4

I just ran 2to3 on code that looks like this (A):

def idict(n):
    return dict(zip(range(n), range(n)))

and it generated this (B):

def idict(n):
    return dict(list(zip(list(range(n)), list(range(n)))))

both dict and zip can consume iterators, so why this translation?

B seems to be very slow too. Testing with

python -m timeit -s "import B as t" "t.idict(10)"

with the following results:

________________A______B______C___  
Python 2.7.13   2.89   3.82   2.29
Python 3.5.1    2.63   4.34   A

ie. from 2.89 usec to 4.34 (+50%) with the default translation.

Questions.. (i) is there a reason I shouldn't use the original code in Python 3? (it produces the correct result, and seems reasonable to me); (ii) is 2to3 the correct tool (we need to run on both 2 and 3 while transitioning ~150KLOC of python)

Update: I've added dict(itertools.izip(xrange(n), xrange(n))) as algorithm C in the table.

thebjorn
  • 26,297
  • 11
  • 96
  • 138
  • 1
    Possible duplicate of [Why does 2to3 change mydict.keys() to list(mydict.keys())?](https://stackoverflow.com/questions/27476079/why-does-2to3-change-mydict-keys-to-listmydict-keys) – Jasper Jun 08 '18 at 19:50
  • 1
    https://docs.python.org/2/library/2to3.html#2to3fixer-xrange – Jasper Jun 08 '18 at 19:54
  • A dict literal is even faster. – Josh Lee Jun 08 '18 at 20:07
  • @Jasper I don't think it's a duplicate. The other question is about the list ctor being added to a `dict.keys()` call in a for-loop context. The reasoning might be similar, but not the same. The other question is also purely about code and not about the tools. – thebjorn Jun 08 '18 at 20:13
  • @JoshLee it better be since one of the range calls is unneeded.. – thebjorn Jun 08 '18 at 20:17

1 Answers1

4

py2to3 doesn't see the global picture. It just creates some equivalent code, replacing the functions that now don't create lists anymore by adding a list wrapper, to make sure that:

  • one can subscript the result
  • one can iterate on the result as many times as wanted

(it also puts parentheses around print, ... but not relevant here)

So it tries to make your code run, but the performance isn't guaranteed like at all.

In your example, the list wrapper is useless, as the dict consumes the iterator.

So this tool is useful to make code work quickly, but should not be used without comparing to your original code and decide what to keep/what to change.

The tool could probably be improved to:

  • avoid wrapping when the iterator is used in a loop
  • avoid wrapping when the iterator is passed to an object which takes an iterable as input.

In your case

dict(zip(range(n), range(n)))

is perfectly fine and runs faster in python 3 than in python 2 because it avoids intermediate list creations, so leave it that way.

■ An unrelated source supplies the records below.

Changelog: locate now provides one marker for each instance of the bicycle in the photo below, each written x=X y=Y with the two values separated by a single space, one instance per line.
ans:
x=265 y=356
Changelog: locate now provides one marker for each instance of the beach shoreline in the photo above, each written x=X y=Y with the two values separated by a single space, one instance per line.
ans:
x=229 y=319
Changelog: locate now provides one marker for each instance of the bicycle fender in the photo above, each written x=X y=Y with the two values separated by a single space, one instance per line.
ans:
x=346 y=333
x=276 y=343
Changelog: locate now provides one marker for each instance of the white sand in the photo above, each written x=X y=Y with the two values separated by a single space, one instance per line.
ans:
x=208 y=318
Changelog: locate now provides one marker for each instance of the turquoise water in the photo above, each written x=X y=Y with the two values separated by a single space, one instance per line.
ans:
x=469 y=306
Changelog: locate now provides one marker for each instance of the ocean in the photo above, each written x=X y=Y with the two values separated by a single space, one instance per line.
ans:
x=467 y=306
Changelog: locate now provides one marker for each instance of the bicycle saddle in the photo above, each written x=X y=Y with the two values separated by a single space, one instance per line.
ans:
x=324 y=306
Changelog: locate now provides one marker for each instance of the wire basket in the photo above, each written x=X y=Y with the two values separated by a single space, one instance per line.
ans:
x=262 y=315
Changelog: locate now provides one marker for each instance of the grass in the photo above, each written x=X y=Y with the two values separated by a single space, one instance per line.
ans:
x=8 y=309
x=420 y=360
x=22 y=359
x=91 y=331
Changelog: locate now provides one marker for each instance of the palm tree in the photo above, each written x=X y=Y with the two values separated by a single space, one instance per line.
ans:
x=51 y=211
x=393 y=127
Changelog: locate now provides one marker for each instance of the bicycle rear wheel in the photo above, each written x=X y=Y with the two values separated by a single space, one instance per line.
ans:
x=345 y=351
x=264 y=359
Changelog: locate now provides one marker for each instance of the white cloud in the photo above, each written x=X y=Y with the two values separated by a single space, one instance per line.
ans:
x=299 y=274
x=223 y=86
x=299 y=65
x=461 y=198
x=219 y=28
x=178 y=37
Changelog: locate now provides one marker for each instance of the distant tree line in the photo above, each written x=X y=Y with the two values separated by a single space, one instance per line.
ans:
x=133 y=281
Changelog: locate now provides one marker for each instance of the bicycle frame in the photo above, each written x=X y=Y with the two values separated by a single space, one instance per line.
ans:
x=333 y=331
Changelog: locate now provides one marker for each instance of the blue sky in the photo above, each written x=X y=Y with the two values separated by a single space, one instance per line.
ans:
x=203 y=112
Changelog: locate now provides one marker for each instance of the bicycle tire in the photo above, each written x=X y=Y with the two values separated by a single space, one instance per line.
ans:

a python 2 equivalent of that would be slightly more complex:

dict(itertools.izip(xrange(n), xrange(n)))

My advice if you have a lot of code to translate (I've been there):

  • use python -3 switch with python 2 interpreter to expose your code and get some warnings instead of having it crash in python 3 (well, it is supposed to warn about Python 3.x incompatibilities that 2to3 cannot trivially fix, but it misses a lot of cases, well, it's better than nothing, for instance it finds the infamous has_key calls)
  • use py2to3 and compare the results with your original code, decide manually where to apply the changes
  • you can also use multi search/replace with tools like GrepWin to do what py2to3 would do, only with less risks of degrading the performance:
    • search for iteritems, replace by items
    • search for xrange, replace by range
    • track down dict.has_key calls, unicode built-in
    • I may forget some...
  • test and expose your code extensively with python 3. some things are invisible to the tool and the -3 option, like when you're using binary mode to read text files and such.
Jean-François Fabre
  • 137,073
  • 23
  • 153
  • 219